The legacy costs are a "major impediment to any consolidation at this point," said Mike Dixon, a spokesman for Pittsburgh-based U.S. Steel. The company was in discussions with Bethlehem and Wheeling-Pittsburgh Corp., Wheeling, W.Va., in December, but talks fell apart after the Bush administration said it wouldn't pick up the tab for retiree health care and pensions. U.S. Steel reported pension assets of $8.6 billion and liabilities of $7.4 billion at the end of the 2001 but has no plans to use its estimated $1.2 billion surplus to sop up pension and retiree medical expenses for companies it acquires, Mr. Dixon said.
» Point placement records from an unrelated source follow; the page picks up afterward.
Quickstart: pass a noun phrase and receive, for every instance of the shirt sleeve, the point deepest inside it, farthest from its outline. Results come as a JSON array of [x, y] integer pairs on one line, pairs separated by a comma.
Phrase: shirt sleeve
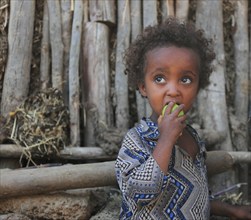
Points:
[[138, 174]]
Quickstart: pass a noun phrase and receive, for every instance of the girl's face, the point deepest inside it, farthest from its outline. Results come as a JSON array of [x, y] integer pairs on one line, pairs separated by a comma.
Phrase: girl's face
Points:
[[171, 74]]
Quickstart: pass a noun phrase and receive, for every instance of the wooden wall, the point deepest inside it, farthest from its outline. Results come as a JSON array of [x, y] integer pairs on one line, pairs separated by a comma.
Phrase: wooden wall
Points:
[[79, 49]]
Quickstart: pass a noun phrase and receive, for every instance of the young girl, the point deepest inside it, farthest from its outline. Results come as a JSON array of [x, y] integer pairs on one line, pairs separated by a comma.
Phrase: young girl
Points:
[[161, 165]]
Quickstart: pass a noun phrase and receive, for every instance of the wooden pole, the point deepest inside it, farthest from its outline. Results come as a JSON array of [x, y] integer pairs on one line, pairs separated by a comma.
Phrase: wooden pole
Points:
[[29, 181]]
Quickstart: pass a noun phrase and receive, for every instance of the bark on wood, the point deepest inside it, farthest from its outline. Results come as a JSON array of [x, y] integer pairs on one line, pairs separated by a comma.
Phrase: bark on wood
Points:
[[241, 82], [17, 74], [57, 48], [102, 10], [136, 25], [96, 79], [167, 8], [45, 50], [121, 85], [241, 64], [182, 7], [214, 97], [150, 14], [66, 37], [42, 180], [74, 94]]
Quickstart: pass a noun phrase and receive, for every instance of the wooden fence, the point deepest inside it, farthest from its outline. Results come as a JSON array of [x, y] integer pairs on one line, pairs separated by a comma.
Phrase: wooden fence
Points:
[[77, 47]]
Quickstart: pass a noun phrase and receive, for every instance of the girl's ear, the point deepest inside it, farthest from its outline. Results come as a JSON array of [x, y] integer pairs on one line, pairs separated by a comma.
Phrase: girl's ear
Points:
[[142, 89]]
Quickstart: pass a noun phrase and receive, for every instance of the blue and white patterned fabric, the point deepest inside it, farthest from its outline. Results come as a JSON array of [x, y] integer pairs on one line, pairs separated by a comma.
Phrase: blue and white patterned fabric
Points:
[[150, 194]]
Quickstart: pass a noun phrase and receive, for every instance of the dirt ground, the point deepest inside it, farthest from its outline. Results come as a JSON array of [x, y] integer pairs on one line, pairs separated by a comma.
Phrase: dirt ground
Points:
[[107, 209]]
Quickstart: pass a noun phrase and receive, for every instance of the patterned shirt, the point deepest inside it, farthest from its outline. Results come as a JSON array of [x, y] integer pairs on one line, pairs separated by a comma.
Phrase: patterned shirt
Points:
[[150, 194]]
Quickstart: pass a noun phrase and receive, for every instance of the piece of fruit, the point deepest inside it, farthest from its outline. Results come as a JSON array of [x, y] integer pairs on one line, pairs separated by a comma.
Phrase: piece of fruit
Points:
[[181, 113]]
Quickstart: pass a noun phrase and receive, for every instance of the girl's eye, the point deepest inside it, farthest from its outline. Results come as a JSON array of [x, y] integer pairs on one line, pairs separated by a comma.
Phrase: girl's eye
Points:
[[159, 79], [186, 80]]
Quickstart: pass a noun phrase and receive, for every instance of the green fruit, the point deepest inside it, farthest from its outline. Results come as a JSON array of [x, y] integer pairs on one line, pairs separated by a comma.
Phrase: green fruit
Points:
[[181, 113]]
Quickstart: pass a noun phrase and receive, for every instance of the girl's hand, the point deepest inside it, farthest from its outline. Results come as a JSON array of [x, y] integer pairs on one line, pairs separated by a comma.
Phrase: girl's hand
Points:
[[171, 125]]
"It would be more orderly if the government assumes those costs upfront and allows us to buy these companies," he said. The company is still in discussions with acquiring National, Mr. Dixon confirmed.
Sen. Barbara Mikulski, D-Md., who chaired the Senate Health, Education, Labor and Pensions Committee's hearings on the subject last week, echoed this sentiment. "Consolidation can't happen until $10 billion in health care costs are addressed," she said.
Working on legislation
Ms. Mikulski and other lawmakers on Capitol Hill are working on legislation that would require the federal government to pick up the tab for the retiree health care costs, but there are no current plans to include pension liabilities in the bailout package, sources say.
"As it stands right now, there is no need to address the pension issue at this time. The hole that needs to be plugged at this time is health care," said a spokesman for Sen. Arlen Specter, R-Pa., a member of the Senate steel caucus who is drafting legislation to address the retiree health care issue.
Sens. Jay Rockefeller, D-W.Va., and Paul Wellstone, D-Minn., as well as members of the House steel caucus, also are drafting legislation to deal with the health care issue.